When I am planning to enjoy the peanut butter pie as my personal nightly dessert, I keep it simple and skip the fancy garnishes. However, when I make this pie to bring to a summer BBQ, I make it look amazing by melting some Lily’s dark chocolate chips and drizzling the melted chocolate over the top of the pie. Then I sprinkle the top of the pie with some toasted peanuts and it is ready to go! Those two easy garnishes make the pie look like it came straight from a bakery- no one will know that it only took a few minutes to put together.
Whether you plan to make this pie for yourself or to share with a group, it is sure to be a winner. Rich and creamy, sweet and chocolate laden, it is one of the best keto desserts I have ever tried!

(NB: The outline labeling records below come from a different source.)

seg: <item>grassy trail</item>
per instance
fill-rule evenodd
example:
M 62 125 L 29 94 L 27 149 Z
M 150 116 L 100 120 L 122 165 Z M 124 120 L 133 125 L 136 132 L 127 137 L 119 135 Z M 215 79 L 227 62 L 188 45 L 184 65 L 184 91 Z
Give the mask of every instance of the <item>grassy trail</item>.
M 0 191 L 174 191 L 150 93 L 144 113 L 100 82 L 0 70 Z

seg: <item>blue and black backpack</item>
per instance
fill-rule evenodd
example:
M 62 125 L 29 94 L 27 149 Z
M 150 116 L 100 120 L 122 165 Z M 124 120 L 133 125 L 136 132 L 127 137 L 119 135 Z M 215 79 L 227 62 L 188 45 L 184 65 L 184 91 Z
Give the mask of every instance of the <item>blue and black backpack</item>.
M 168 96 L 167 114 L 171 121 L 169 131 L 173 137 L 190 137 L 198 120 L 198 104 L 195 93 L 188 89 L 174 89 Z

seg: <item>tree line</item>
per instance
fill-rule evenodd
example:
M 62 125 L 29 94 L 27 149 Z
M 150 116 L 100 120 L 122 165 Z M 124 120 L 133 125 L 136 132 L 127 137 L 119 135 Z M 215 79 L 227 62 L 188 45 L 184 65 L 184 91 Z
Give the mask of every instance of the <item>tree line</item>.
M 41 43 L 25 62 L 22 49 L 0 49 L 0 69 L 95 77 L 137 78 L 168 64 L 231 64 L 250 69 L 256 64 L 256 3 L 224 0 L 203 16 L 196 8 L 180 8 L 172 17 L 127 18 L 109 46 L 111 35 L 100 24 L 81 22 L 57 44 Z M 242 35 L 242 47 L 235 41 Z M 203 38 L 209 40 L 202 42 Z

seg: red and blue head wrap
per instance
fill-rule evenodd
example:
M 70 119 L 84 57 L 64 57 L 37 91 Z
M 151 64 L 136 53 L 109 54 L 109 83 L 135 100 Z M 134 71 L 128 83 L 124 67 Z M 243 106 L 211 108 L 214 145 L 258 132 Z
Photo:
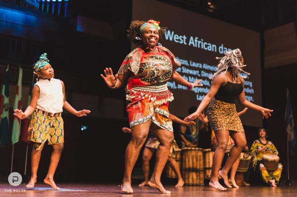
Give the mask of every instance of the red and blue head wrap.
M 143 32 L 144 32 L 144 31 L 151 27 L 159 30 L 160 29 L 160 27 L 159 27 L 159 24 L 160 22 L 159 21 L 157 22 L 153 20 L 149 20 L 147 23 L 146 23 L 141 26 L 139 32 L 141 34 L 142 34 Z

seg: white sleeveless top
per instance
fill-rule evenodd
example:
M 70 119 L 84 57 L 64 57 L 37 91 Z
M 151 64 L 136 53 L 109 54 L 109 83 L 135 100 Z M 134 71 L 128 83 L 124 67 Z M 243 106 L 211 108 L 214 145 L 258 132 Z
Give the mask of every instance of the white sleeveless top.
M 64 95 L 59 79 L 51 78 L 49 80 L 41 79 L 35 84 L 40 89 L 37 109 L 51 113 L 63 112 Z

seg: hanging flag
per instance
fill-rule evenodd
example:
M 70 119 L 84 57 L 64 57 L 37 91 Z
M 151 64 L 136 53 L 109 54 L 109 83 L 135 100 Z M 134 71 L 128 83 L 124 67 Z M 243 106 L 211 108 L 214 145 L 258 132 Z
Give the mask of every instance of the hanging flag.
M 19 79 L 17 81 L 16 93 L 13 104 L 13 110 L 22 108 L 22 78 L 23 77 L 23 70 L 20 68 L 19 72 Z M 21 133 L 21 119 L 16 116 L 13 116 L 13 124 L 12 124 L 12 131 L 11 132 L 11 144 L 12 145 L 18 142 Z
M 31 82 L 31 84 L 30 86 L 30 89 L 29 90 L 29 96 L 28 97 L 28 104 L 27 107 L 30 105 L 31 99 L 31 95 L 32 93 L 32 89 L 33 89 L 33 85 L 34 83 L 34 77 L 35 75 L 33 74 L 33 79 Z M 30 124 L 30 121 L 31 121 L 32 115 L 30 115 L 24 119 L 23 125 L 23 131 L 22 131 L 22 140 L 27 143 L 27 145 L 30 144 L 30 141 L 28 140 L 28 128 Z
M 295 134 L 292 108 L 290 100 L 290 94 L 288 89 L 287 90 L 286 123 L 287 124 L 287 132 L 288 133 L 288 140 L 289 141 L 289 152 L 293 155 L 295 155 L 295 145 L 297 144 L 297 142 L 296 142 L 296 135 Z
M 0 143 L 2 146 L 6 145 L 8 143 L 8 133 L 9 127 L 8 124 L 9 100 L 9 90 L 8 86 L 9 72 L 8 66 L 6 69 L 4 82 L 0 97 Z

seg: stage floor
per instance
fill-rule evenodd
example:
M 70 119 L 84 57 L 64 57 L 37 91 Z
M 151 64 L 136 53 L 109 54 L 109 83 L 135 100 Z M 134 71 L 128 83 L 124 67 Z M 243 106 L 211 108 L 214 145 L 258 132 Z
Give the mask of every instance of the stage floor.
M 61 188 L 54 191 L 48 185 L 37 184 L 33 189 L 26 188 L 26 184 L 22 184 L 13 187 L 8 183 L 0 183 L 0 197 L 296 197 L 297 187 L 283 186 L 270 187 L 241 187 L 239 189 L 228 189 L 227 191 L 219 191 L 208 186 L 185 186 L 183 188 L 175 188 L 174 186 L 165 186 L 170 194 L 161 194 L 157 190 L 149 186 L 139 187 L 133 185 L 134 192 L 132 194 L 122 194 L 120 187 L 116 184 L 57 184 Z M 24 191 L 24 190 L 26 190 Z

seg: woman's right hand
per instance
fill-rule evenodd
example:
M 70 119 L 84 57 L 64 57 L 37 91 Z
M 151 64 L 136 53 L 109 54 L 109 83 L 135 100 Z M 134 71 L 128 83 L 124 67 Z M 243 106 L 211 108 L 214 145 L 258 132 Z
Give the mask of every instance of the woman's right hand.
M 109 69 L 106 68 L 104 70 L 104 73 L 105 74 L 105 77 L 102 74 L 100 75 L 106 84 L 109 87 L 115 87 L 117 81 L 118 75 L 116 74 L 114 76 L 113 74 L 112 73 L 112 70 L 110 68 Z
M 191 115 L 186 117 L 185 119 L 184 119 L 184 121 L 186 122 L 189 122 L 192 120 L 195 120 L 199 116 L 200 113 L 198 113 L 197 112 L 195 112 Z
M 20 119 L 25 119 L 26 118 L 26 115 L 21 110 L 18 110 L 17 109 L 14 110 L 13 115 Z

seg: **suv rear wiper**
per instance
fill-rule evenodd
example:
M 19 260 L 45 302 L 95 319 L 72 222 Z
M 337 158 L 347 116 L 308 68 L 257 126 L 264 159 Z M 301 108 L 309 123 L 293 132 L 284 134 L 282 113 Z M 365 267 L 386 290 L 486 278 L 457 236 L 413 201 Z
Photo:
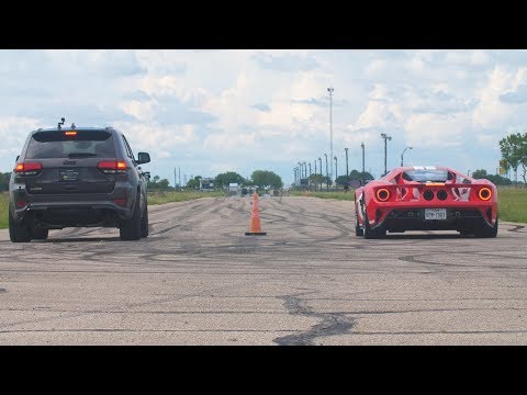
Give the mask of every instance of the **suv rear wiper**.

We hope you enjoy it (post some pictures of your pies in the comments below!).
Servings: servings |
- 7 tbsp butter, melted
- 2 cups almond flour
- 1/4 cup unsweetened cocoa powder
- 1/3 cup So Nourished granulated erythritol
- 1 cup creamy peanut butter, unsweetened
- 4 oz cream cheese
- 1/2 cup So Nourished powdered erythritol
- 2 tsp vanilla extract
- 1/4 tsp salt
- 1 1/4 cup heavy cream
- Start by making the chocolate pie crust. In a large bowl, combine all the ingredients for the pie crust and mix until fully combined. Pour the mixture into a 9” pie pan and press the crust into the bottom of the pan and up the sides of the pan.

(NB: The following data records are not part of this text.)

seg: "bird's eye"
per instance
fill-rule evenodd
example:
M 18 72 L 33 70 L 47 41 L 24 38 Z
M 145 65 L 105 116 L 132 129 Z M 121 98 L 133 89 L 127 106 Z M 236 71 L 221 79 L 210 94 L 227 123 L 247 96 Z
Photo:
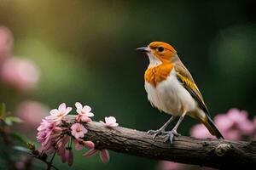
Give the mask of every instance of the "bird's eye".
M 157 48 L 157 50 L 159 51 L 159 52 L 163 52 L 164 51 L 164 48 L 163 47 L 159 47 L 158 48 Z

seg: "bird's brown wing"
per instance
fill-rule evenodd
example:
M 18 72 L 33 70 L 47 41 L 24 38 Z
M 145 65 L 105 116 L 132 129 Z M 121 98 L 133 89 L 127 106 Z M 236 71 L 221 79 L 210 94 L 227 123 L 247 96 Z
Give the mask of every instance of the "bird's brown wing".
M 179 60 L 180 61 L 180 60 Z M 204 102 L 201 94 L 200 93 L 195 81 L 183 64 L 180 62 L 175 63 L 175 71 L 177 77 L 183 86 L 189 92 L 191 96 L 197 101 L 199 107 L 209 115 L 208 109 Z

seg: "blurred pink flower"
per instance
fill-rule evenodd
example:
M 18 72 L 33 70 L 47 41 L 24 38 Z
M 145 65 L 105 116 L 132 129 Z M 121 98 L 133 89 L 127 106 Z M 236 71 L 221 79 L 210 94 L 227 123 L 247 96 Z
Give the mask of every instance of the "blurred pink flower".
M 95 144 L 92 141 L 84 141 L 83 145 L 89 149 L 93 149 Z
M 48 112 L 49 108 L 46 105 L 31 100 L 20 103 L 15 111 L 16 115 L 26 122 L 20 124 L 25 128 L 37 127 Z
M 116 122 L 116 119 L 113 116 L 105 117 L 105 122 L 102 121 L 100 121 L 100 122 L 108 128 L 119 126 L 119 123 Z
M 5 26 L 0 26 L 0 65 L 10 55 L 13 44 L 13 35 Z
M 241 140 L 252 137 L 255 132 L 255 125 L 248 119 L 245 110 L 230 109 L 226 114 L 217 115 L 215 125 L 224 137 L 231 140 Z M 210 134 L 203 124 L 198 124 L 191 128 L 190 134 L 197 138 L 215 138 Z
M 71 133 L 73 136 L 75 137 L 75 139 L 83 138 L 84 136 L 84 133 L 87 133 L 87 129 L 81 125 L 80 123 L 74 123 L 71 126 Z
M 103 163 L 108 163 L 109 162 L 110 157 L 108 150 L 98 150 L 91 149 L 86 153 L 84 153 L 83 156 L 85 157 L 90 157 L 93 155 L 96 154 L 97 152 L 100 152 L 100 157 Z
M 84 105 L 83 107 L 82 104 L 80 104 L 79 102 L 77 102 L 75 104 L 75 105 L 77 108 L 77 113 L 78 113 L 76 119 L 78 121 L 82 121 L 84 122 L 91 122 L 91 119 L 90 117 L 94 116 L 94 114 L 92 112 L 90 112 L 91 108 L 88 105 Z
M 1 76 L 5 83 L 24 91 L 37 87 L 39 73 L 32 61 L 26 59 L 9 58 L 3 62 Z
M 81 144 L 78 139 L 73 139 L 73 143 L 75 144 L 75 149 L 77 150 L 80 150 L 83 149 L 83 144 Z
M 46 116 L 45 119 L 49 122 L 54 122 L 58 125 L 61 122 L 61 120 L 64 119 L 66 115 L 71 111 L 71 107 L 66 107 L 66 104 L 62 103 L 59 105 L 58 110 L 51 110 L 49 111 L 50 116 Z
M 73 165 L 73 151 L 72 151 L 71 148 L 68 148 L 66 150 L 66 159 L 67 161 L 68 166 L 72 166 Z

- Bake the crust in a 350 degree oven for 10 minutes then remove from the oven and set aside to cool.
- In a large bowl or the bowl of a stand mixer, beat the peanut butter, cream cheese and powdered erythritol until light and fluffy. Add the vanilla extract and salt and mix.
- In a separate bowl, whip the heavy cream until it forms stiff peaks. Gently fold the heavy cream mixture into the peanut butter mix.
- Pour the peanut butter filling into the cooled pie crust and then place in the freezer to set. Freeze for at least an hour then drizzle with some extra dark chocolate, sprinkle with some peanuts and slice and serve!
NUTRITIONAL DISCLAIMER
The content on this website should not be taken as medical advice and you should ALWAYS consult with your doctor before starting any diet or exercise program. We provide nutritional data for our recipes as a courtesy to our readers. We use Total Keto Diet app software to calculate the nutrition and we remove fiber and sugar alcohols, like erythritol, from the total carbohydrate count to get to the net carb count, as they do not affect your blood glucose levels. You should independently calculate nutritional information on your own and not rely on our data. The website or content herein is not intended to cure, prevent, diagnose or treat any disease. This website shall not be liable for adverse reactions or any other outcome resulting from the use of recipes or recommendations on the Website or actions you take as a result. Any action you take is strictly at your own risk.